NPPC Calls on Government to FMD Vaccine Bank

Farmscape for June 20, 2017

The National Pork Producers Council is calling on the U.S. government to provide one billion dollars over five years to fund the creation of a Foot and Mouth Disease vaccine bank.
A Foot and Mouth Disease outbreak would potentially cost U.S. agriculture an estimated 200 billion dollars over 10 years.
David Herring, the Vice-President of the National Pork Producers Council, says global Foot and Mouth vaccines production capacity is at its limit and in the event of a Foot and Mouth Disease outbreak in the U.S. there would not be vaccine available to respond.

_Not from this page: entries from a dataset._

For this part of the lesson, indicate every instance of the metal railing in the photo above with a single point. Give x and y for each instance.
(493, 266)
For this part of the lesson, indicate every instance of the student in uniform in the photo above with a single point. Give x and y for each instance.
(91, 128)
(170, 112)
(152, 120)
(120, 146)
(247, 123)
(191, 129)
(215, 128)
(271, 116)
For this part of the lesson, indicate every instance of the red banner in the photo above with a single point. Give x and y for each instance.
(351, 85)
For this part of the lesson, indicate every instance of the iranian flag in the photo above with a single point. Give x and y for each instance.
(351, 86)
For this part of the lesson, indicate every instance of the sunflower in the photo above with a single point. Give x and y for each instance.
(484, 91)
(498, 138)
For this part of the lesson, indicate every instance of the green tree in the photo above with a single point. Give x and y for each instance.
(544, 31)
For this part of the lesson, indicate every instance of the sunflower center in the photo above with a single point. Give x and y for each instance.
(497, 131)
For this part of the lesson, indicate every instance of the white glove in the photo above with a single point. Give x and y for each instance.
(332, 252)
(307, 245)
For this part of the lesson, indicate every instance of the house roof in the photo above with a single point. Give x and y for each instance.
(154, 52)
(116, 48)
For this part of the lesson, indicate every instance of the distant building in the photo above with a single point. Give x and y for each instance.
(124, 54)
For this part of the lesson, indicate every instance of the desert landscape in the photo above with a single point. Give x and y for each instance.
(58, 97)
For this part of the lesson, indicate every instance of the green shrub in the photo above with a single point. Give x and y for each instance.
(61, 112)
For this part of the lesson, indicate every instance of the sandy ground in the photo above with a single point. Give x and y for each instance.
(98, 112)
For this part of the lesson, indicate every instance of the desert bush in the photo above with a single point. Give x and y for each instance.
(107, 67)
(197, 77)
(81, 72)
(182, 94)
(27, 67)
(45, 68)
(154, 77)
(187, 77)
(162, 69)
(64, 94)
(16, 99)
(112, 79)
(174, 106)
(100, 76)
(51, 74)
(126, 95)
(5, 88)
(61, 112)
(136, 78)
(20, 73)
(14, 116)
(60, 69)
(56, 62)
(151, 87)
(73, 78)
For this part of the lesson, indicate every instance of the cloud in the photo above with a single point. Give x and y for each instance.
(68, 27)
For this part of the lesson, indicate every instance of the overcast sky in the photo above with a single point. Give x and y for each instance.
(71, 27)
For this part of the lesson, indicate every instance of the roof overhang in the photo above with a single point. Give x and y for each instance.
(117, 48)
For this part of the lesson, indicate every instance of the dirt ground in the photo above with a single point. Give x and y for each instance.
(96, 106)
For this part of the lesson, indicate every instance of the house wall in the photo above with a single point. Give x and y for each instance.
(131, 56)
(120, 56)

Clip-David Herring-National Pork Producers Council:
USDA APHIS changed our policy a few years back from trying to stamp out an FMD outbreak through euthanization to a vaccination protocol.
The only thing we didn't do, and the industry agreed with change, is we didn't allocate any monies or do anything for the production of the vaccine.
So our ask in our farm bill coming up next year is for our government to help fund the cost to put the vaccine bank into place.
Today currently we're very unprepared for the outbreak.
We store antigen at Plum Island, New York.
There's basically 10 antigen stereotypes that are stored there today but our concern is there's not enough capacity in the world to produce the needs that we would have to have in the first couple of weeks of outbreak.
The total ask for this is to get prepared to be able to handle an outbreak if it did occur.

Herring says the U.S. pork industry is calling for 250 million dollars per year over the next five years to ensure the necessary vaccine is available, to help fund increased surveillance to detect FMD or other disease outbreaks and to help individual states prepare for an outbreak.
For Farmscape.Ca, I'm Bruce Cochrane.